“Are your resources tagged?”
Every engineer has heard this at some point. They may have even said it. Love it or hate it, resource tagging is a topic every engineer has a stance on, from “we’re not big enough for that yet” to “of course! we automatically tag non-compliant resources, too” — and everything in between.
But why? Why is resource tagging important?
It’s not just about tag coverage, though that’s important, too. Resource tagging is part of a bigger business goal: mapping cloud costs directly to your applications and projects, otherwise known as cloud cost allocation. When it’s used effectively, cloud cost allocation can have lasting positive impacts on how your business manages cloud costs.
Not sure where to start with your tagging strategy? Duckbill Group has seen three successful methods for identifying cloud costs: user-defined cost allocation tags, hierarchical account separation, and third-party tooling. Keep reading to learn which makes the most sense for your business.
User-Defined Cost Allocation Tags
AWS provides two kinds of cost allocation tags for cost allocation purposes: AWS-generated tags and user-defined tags.
As the name implies, AWS-generated tags are added automatically when resources are created within certain AWS services (e.g., resources created by a CloudFormation stack automatically receive “aws:cloudformation:*” tags). However, these tags’ keys differ from service to service, so they aren’t a great way of measuring spend across an entire account.
User-defined cost allocation tags, on the other hand, are created by you (i.e., the user) and can be applied uniformly across most AWS resources in any given account. This makes user-defined cost allocation tags one of the best strategies for measuring cloud spend accurately across your business’s teams, products, business units, etc.
Now the important question: What should your cost allocation tags be?
Do you want to identify and measure spend per team? Per product? Per application environment? There are lots of different ways to slice and dice your cloud costs, but it ultimately depends on what’s going to be most helpful for you and your organization.

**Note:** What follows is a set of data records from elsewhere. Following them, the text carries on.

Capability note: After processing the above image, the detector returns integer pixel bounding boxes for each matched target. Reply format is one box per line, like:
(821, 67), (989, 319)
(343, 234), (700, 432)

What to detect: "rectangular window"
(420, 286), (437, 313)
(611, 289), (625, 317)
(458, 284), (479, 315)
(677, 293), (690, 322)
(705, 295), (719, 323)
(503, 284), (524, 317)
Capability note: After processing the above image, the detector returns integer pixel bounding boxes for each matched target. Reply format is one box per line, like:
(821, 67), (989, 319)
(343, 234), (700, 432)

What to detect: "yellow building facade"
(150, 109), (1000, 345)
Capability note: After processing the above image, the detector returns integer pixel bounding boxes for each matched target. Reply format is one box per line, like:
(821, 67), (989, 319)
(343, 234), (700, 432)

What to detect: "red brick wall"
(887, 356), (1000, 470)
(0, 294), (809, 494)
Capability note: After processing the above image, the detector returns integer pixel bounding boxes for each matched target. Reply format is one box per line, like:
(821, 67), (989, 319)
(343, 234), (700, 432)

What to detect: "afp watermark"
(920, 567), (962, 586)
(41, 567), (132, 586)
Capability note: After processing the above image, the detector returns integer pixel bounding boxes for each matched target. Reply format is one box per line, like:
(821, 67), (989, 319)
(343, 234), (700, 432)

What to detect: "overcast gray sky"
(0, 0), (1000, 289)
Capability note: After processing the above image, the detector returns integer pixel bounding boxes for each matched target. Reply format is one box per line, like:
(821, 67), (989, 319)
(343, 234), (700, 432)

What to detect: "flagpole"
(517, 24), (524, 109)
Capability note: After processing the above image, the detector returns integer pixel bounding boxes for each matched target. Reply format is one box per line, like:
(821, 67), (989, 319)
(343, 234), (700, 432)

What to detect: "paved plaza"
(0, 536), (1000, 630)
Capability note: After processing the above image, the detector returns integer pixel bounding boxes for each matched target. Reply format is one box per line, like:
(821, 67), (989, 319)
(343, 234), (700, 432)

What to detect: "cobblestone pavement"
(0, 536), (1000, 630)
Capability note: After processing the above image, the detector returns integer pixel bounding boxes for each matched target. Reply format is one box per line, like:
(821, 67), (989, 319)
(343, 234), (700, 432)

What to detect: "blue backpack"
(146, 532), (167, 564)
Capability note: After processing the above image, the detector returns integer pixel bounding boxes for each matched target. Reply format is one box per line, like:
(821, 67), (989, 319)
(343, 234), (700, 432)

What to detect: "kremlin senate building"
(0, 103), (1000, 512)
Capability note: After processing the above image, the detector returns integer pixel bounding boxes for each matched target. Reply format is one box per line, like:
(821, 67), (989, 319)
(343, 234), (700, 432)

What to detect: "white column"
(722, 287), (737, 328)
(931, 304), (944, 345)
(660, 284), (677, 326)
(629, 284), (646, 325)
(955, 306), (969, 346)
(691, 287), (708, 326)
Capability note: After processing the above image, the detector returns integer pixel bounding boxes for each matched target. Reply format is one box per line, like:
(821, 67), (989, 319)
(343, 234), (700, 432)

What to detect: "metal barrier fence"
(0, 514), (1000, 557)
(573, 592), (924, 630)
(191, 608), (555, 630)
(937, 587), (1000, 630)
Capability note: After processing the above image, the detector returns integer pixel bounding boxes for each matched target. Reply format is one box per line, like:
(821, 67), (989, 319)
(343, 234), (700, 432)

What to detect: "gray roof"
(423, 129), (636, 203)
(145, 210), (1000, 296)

Note we say organization here—not just Engineering. Finance, Product, and even Security or Leadership may have a say in which tags will help them make data-driven decisions.
As a starting point, Duckbill Group recommends the following tags:
- Name – This tag is often built-in for many AWS resources, but it’s oddly lacking for others. Enabling this as a cost allocation tag will allow you to report costs on individual, named resources.
- Service – This refers to the service a resource belongs to. Along with Name, this tag can have a multitude of potential values; attempting to maintain tight control on all possible values will lead to frustration. Instead, we recommend paying more attention to the consistency of this tag application (e.g., “all resources attributed to service Foo have the tag Service:Foo”) rather than trying to enumerate every possible value from the outset (e.g., “all resources must be deployed with one of the following Service values: Foo, Bar, Baz”).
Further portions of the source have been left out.